WASHINGTON — Supporters of the ban on exclusive contracts between cable operators and the programming networks they own are trying to modify the FCC’s draft order sunsetting the ban to add more protection for access to regional sports networks (RSNs), which are a central issue.
The exclusivity ban sunsets Oct. 5, and at press time, one highly placed Federal Communications Commission source said a vote was expected to come down to the 11th hour.

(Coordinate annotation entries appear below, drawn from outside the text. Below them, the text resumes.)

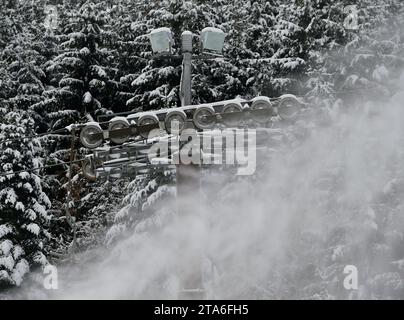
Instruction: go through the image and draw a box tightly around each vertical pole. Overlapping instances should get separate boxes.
[66,126,76,254]
[177,31,204,299]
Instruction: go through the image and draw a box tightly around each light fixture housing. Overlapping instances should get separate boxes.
[193,105,216,130]
[80,122,104,149]
[81,157,97,182]
[222,102,243,127]
[200,27,226,55]
[164,110,187,134]
[108,117,130,144]
[137,113,159,139]
[277,94,302,120]
[250,96,274,123]
[149,28,174,54]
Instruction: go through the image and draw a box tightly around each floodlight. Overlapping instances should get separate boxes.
[277,94,301,120]
[164,110,187,134]
[201,28,226,54]
[222,102,243,127]
[81,158,97,181]
[250,97,273,123]
[80,122,104,149]
[193,105,216,130]
[149,28,174,53]
[109,117,130,144]
[137,114,159,139]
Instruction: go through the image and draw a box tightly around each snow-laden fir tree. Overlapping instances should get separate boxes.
[0,106,51,288]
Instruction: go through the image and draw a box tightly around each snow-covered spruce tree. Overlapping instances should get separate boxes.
[0,106,51,288]
[335,1,404,105]
[105,169,176,245]
[41,1,117,129]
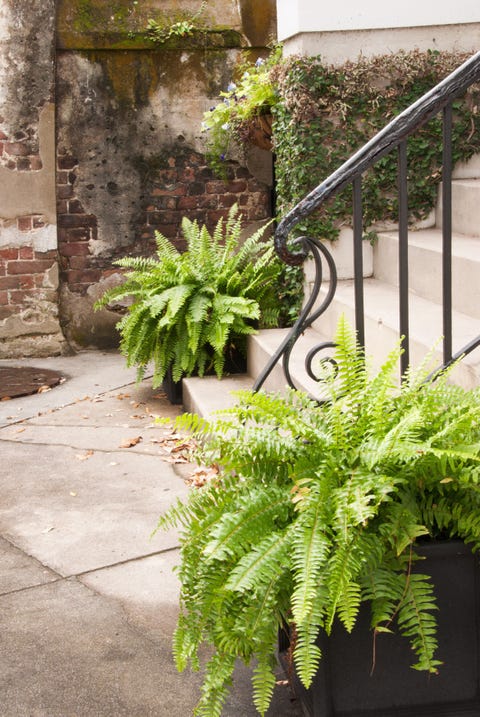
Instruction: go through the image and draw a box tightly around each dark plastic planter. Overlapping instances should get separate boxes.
[280,541,480,717]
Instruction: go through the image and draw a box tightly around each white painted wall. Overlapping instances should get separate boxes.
[277,0,480,41]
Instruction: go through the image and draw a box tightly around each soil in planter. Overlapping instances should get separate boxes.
[162,351,247,406]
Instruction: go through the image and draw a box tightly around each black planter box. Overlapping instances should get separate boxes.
[279,541,480,717]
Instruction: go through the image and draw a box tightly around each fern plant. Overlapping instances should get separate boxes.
[95,205,280,387]
[155,320,480,717]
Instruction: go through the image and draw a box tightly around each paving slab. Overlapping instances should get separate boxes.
[0,351,143,425]
[0,579,199,717]
[0,538,59,595]
[0,441,188,576]
[0,352,301,717]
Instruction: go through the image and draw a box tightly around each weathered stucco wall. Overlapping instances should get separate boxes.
[0,0,66,357]
[57,0,275,346]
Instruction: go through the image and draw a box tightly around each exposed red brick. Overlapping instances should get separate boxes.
[58,227,90,244]
[4,142,31,157]
[205,179,227,194]
[17,157,32,172]
[17,217,32,232]
[58,214,97,229]
[10,290,33,305]
[188,182,205,196]
[152,184,187,197]
[57,184,73,199]
[59,242,90,256]
[0,249,18,261]
[30,157,43,172]
[7,259,52,276]
[57,170,68,184]
[218,194,238,209]
[58,155,78,169]
[67,269,102,284]
[18,246,33,259]
[68,199,85,214]
[0,276,22,291]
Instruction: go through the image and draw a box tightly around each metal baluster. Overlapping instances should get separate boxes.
[353,176,365,347]
[442,104,452,364]
[398,140,410,376]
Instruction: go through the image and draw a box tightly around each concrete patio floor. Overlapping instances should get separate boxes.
[0,352,302,717]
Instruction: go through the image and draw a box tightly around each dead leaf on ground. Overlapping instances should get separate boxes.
[159,455,190,464]
[120,436,143,448]
[75,450,93,461]
[187,465,219,488]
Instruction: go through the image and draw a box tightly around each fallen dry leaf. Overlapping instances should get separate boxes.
[120,436,142,448]
[75,450,93,461]
[187,465,219,488]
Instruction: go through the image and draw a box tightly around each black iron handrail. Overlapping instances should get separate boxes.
[254,52,480,398]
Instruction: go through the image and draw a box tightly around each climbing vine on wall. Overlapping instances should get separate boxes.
[272,51,480,239]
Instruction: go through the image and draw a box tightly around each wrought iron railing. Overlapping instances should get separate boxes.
[254,52,480,398]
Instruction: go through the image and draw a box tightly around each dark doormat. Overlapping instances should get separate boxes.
[0,366,65,401]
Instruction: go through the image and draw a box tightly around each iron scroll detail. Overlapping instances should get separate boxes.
[253,236,337,400]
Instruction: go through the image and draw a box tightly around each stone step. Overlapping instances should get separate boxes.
[314,279,480,388]
[182,374,253,418]
[373,228,480,319]
[436,178,480,237]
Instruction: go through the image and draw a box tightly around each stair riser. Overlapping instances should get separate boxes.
[436,179,480,237]
[374,234,480,318]
[313,286,480,388]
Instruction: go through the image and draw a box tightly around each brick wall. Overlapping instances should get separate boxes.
[57,151,270,295]
[0,130,43,172]
[0,232,57,308]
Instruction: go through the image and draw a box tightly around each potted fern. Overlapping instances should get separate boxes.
[159,320,480,717]
[96,205,280,403]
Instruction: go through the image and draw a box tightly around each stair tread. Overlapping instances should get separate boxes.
[322,279,480,363]
[378,227,480,262]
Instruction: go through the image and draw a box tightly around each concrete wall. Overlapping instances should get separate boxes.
[56,0,275,346]
[0,0,276,357]
[277,0,480,64]
[0,0,65,357]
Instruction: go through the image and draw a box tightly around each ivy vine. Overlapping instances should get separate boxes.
[272,51,480,239]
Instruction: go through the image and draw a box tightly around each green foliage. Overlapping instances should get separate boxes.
[202,46,281,176]
[159,320,480,715]
[95,206,280,386]
[271,51,480,239]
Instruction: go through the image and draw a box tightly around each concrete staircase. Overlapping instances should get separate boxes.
[184,157,480,415]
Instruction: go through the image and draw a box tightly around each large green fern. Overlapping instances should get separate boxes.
[156,320,480,715]
[95,205,280,386]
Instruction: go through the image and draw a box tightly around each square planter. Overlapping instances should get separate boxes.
[279,541,480,717]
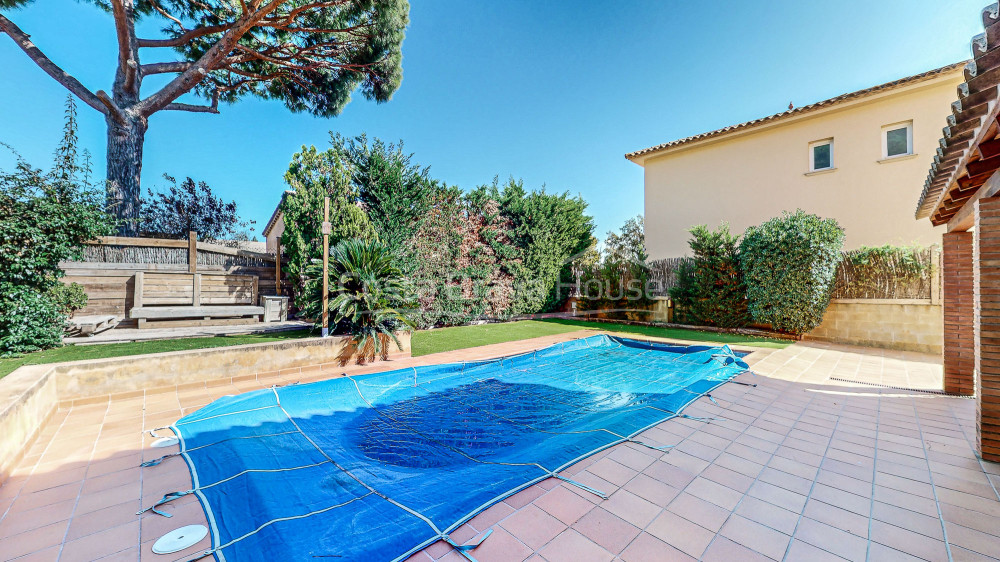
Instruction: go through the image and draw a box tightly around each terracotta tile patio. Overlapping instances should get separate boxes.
[0,333,1000,562]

A series of meetings took place last week between FCC staffers and major players — including the National Cable & Telecommunications Association, representing major cable operators; the American Cable Association, representing smaller, independent MSOs; Dish Network; DirecTV; Cox Communications; and Verizon Communications — after word of the order got out. One FCC source said there were as many meetings on the Hill as lobbyists looked for help there.
FCC sources said some Democratic commissioners were concerned about the fate of RSNs under chairman Julius Genachowski’s new, case-by-case approach to complaints about withholding must-have content. An ACA proposal last week to add more RSN protections was getting some serious attention.
It is unclear how much leverage the commission’s other Democrats have over Genachowski, given that he likely has two votes — Republican members Robert McDowell and Ajit Pai — for the order pretty much as currently drafted. The general counsel’s office is said to have concerns about whether the added protections would need to be vetted in their own, separate proceeding.
The FCC draft order plans to handle RSN access complaints under the remaining rule 628(b), which was modified to close the so-called terrestrial exemption, that allowed cable operators to withhold from competitors programming networks that weren’t delivered via satellite. The draft order said there was a rebuttable presumption that withholding terrestrial RSNs was an unfair act or practice. That presumption would now apply to satellite-delivered RSNs as well.
But ACA and others are looking for more. They want a rebuttable presumption that complaints will meet the standard for a standstill, meaning cable operators would have to keep the channel on while the FCC decides the complaint.
The ACA also wants the unfairness presumption to apply to national sports programming.